What do video, the public cloud, and applications all have in common? They’re all drivers of enterprise demand for increased bandwidth. To gain more insight as to why these factors are eating up bandwidth in the enterprise, we recruited our esteemed vendor, XO Communications, to lend us some expert insights on the matter.
Specifically, we spoke with XO Communications’ Senior Unix Administrator John Grady. Here are a few key take-aways from our conversation—first on the current situation and, later, on the future of bandwidth demand and probable solutions …
What’s currently driving bandwidth demand?
Enterprises are increasingly using the public cloud for storage as well as to run and support applications due its simplicity and the compelling economics of using its services. The need for network bandwidth grows in line with public usage growth. XO Communications’ response to this demand, as one example, is to enable its customers to connect—using its on-demand bandwidth solution—at lower speeds but “burst” as their cloud connectivity demands warrant.
More enterprises are utilizing videos for conference meetings and more. What’s more, video usage isn’t limited to the internal enterprise but has expanded to B2B employees for video chat on their mobile devices, adding even more bandwidth demand to the mix. The increase in video consumption is a key driver of bandwidth demand for the enterprise; it isn’t expected to slow down anytime soon, as applications like Skype become more robust, which leads us to the next point …
Applications are the largest driver of bandwidth demand because more enterprises are placing them within the public cloud. As such, more users need remote access to applications simultaneously. Furthermore, these applications—such as unified communications (UC)—are becoming more sophisticated and employing more multimedia data and content. Simply put, the need for remote access as well as adequate application performance puts a huge strain on the network. For example, UC features are very sensitive to latency and jitter, metrics that reflect the performance of the network, and are, therefore, impacted by a traffic-laden network. That is, a busy network will negatively affect the quality of a particular UC service.

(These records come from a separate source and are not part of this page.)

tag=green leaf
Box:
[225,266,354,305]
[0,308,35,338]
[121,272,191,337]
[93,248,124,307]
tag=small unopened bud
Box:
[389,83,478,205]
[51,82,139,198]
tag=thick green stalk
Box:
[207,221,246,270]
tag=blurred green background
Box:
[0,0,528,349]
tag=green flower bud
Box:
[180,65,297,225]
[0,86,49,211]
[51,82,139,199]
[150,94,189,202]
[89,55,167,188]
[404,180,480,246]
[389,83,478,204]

These are all drivers of current bandwidth demand. We continued our conversation with Grady to get his take on the future of bandwidth demand and his predictions for solutions likely to emerge in upcoming years.
What does bandwidth demand, and its potential solutions, look like in the future?
Enterprises will increasingly move toward a software-defined network (SDN) environment to offset the growing demand for bandwidth. Indeed, the demand will likely not taper off in the future, as current trends include more sophisticated applications and greater video consumption. Moving to an SDN environment will help enterprises handle increased bandwidth demand; however, it won’t completely eradicate the problem. With that said, there will undoubtedly be an inflection point as to how networks are managed in the future. It’s likely we’ll see more SDN, network functions virtualization (NFV) and Internet-based wide-area networks (WAN), which can all help enterprises manage Internet traffic in a smarter way.
SDN will take a while to mature as a bandwidth demand solution as it is still in its nascent stage. In fact, many of the large carriers—AT&T, for instance—are just dipping a toe into the SDN pool right now. There is much work and testing that must take place before SDN becomes a viable solution for all enterprises. For instance, XO Communications is working to develop SDN solutions on a smaller scale but, until then, its bandwidth-on-demand solution will be the best solution for managing the networking demands of its customers.
Partners will need to focus on applications moving forward to more appropriately address the needs of their customers. After all, applications are the largest driver of bandwidth demand currently and will continue to be in the future as users leverage them remotely from the public cloud more frequently and as they become more dynamic. As time progresses, partners must be prepared to pair their customers’ evolving and maturing needs with changing and developing technologies, such as on-demand bandwidth solutions or SDN. As well, partners must focus on customizing applications for customers’ individual uses to help them better optimize their networks. From a UC perspective, this might mean enlightening customers on better ways to use their applications. Perhaps they don’t need all the bells and whistles that UC has to offer, and you can help them preserve bandwidth by customizing their applications for their individual needs.
It doesn’t look like enterprises’ appetite for bandwidth will subside anytime soon, but thanks to our innovative vendors, like XO Communications, partners can leverage both expert insights and solutions to help customers optimally manage their applications and networks.